Why India Has Modest Presence in Global Citrus Trade: Agricultural Export Policy Must Move Closer to Ground Realities
This is why citrus should not be treated as a narrow commodity issue. It reveals a larger problem in India’s agricultural development model. India wants to move from being a large producer to becoming a reliable supplier in high-value agricultural trade. But that transition cannot happen through production alone. It requires farm-to-port systems designed around perishability.
A mandarin picked in Nagpur does not become an export success at the orchard. It has to survive the 'mandi' (wholesale agricultural market), the trader, the grading table, the truck, the cold chain, the inspection desk and the port. At each stage, time is lost. By the time the fruit is ready to leave India, part of its value may already have dissipated.
This is the lesser known problem behind India’s limited presence in global citrus markets.
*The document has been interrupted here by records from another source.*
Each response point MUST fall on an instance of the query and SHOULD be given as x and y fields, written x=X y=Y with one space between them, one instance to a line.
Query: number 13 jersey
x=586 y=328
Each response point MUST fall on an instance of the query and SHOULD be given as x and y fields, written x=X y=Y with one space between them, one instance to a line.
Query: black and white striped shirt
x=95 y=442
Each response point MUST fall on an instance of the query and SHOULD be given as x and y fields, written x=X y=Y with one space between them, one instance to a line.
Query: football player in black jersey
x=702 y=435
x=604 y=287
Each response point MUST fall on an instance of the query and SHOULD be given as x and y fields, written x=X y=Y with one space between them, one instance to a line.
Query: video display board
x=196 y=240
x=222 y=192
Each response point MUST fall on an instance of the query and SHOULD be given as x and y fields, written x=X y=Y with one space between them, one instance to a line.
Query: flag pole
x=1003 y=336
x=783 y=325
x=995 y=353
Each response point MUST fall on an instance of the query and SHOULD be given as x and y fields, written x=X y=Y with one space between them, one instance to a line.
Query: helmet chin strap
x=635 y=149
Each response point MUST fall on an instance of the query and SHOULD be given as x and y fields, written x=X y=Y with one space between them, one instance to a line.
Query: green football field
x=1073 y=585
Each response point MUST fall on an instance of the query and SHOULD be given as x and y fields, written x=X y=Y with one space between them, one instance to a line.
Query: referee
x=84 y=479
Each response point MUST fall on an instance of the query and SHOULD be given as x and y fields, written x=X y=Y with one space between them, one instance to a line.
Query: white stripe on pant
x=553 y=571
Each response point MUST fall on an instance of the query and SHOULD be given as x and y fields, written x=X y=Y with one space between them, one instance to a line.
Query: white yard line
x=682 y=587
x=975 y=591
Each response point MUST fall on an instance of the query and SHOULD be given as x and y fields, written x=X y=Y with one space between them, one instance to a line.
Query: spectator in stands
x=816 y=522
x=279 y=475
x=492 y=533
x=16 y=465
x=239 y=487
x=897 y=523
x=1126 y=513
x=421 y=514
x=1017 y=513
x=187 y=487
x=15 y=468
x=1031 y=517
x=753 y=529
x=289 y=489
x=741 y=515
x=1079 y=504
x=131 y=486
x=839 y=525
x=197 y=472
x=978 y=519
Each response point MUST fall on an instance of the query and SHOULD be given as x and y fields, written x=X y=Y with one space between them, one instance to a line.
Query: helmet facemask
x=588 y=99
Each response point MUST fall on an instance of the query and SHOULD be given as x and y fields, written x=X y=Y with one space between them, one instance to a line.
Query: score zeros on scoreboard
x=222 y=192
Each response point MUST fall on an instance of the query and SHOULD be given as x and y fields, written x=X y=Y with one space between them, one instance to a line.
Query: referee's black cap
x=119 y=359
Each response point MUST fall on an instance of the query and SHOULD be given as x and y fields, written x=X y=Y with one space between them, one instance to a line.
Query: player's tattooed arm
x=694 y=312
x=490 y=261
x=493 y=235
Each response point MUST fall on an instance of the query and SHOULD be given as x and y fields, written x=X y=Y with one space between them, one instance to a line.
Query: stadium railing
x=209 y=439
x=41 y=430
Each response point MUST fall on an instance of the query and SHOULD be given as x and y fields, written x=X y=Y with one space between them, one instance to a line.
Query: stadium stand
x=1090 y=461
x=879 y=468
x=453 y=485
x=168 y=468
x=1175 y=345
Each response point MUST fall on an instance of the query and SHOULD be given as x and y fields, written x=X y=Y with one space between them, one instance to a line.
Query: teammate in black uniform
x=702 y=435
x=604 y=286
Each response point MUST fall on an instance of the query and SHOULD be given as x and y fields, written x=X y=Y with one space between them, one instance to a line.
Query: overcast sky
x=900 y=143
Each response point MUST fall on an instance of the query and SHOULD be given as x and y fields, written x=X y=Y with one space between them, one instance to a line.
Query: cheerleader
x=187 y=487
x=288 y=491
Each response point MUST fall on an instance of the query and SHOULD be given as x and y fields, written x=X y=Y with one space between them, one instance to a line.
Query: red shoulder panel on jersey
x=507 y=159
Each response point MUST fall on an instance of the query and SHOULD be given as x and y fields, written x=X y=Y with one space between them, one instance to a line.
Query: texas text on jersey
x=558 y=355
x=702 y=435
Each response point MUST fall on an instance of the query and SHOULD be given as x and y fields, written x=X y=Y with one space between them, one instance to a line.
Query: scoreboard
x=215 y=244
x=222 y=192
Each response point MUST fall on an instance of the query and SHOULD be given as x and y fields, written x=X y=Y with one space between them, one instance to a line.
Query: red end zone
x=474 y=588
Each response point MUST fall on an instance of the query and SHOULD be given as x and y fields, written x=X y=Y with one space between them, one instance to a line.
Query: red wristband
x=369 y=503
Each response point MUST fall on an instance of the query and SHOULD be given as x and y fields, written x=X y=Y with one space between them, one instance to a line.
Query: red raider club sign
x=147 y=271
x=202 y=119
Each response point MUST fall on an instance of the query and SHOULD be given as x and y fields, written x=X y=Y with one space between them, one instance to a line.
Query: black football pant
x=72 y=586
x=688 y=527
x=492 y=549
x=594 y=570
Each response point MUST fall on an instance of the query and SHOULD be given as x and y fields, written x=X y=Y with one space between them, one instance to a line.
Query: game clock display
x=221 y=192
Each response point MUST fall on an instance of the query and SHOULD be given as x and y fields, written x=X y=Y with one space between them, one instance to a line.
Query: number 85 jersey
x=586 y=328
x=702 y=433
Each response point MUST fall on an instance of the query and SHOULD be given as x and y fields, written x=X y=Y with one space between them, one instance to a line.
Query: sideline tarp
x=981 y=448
India is among the world’s major citrus producers, with large harvests, diverse growing regions and recognized varieties such as the Nagpur mandarin, which received a Geographical Indication tag for its distinctive identity. Yet India’s presence in international citrus trade remains modest when compared with exporters such as Egypt, Spain and South Africa. The gap is not only about production, demand or access to foreign markets. It is also about what happens after harvest.
Supply Chain Gaps
For perishables, timing is not a minor logistical concern. It is part of the product itself. A mandarin that reaches a buyer late is not the same commercial good that left the orchard. Freshness, firmness, color, shelf life and visual quality all determine whether fruit can enter premium markets. Once these qualities begin to deteriorate, exportability becomes fragile.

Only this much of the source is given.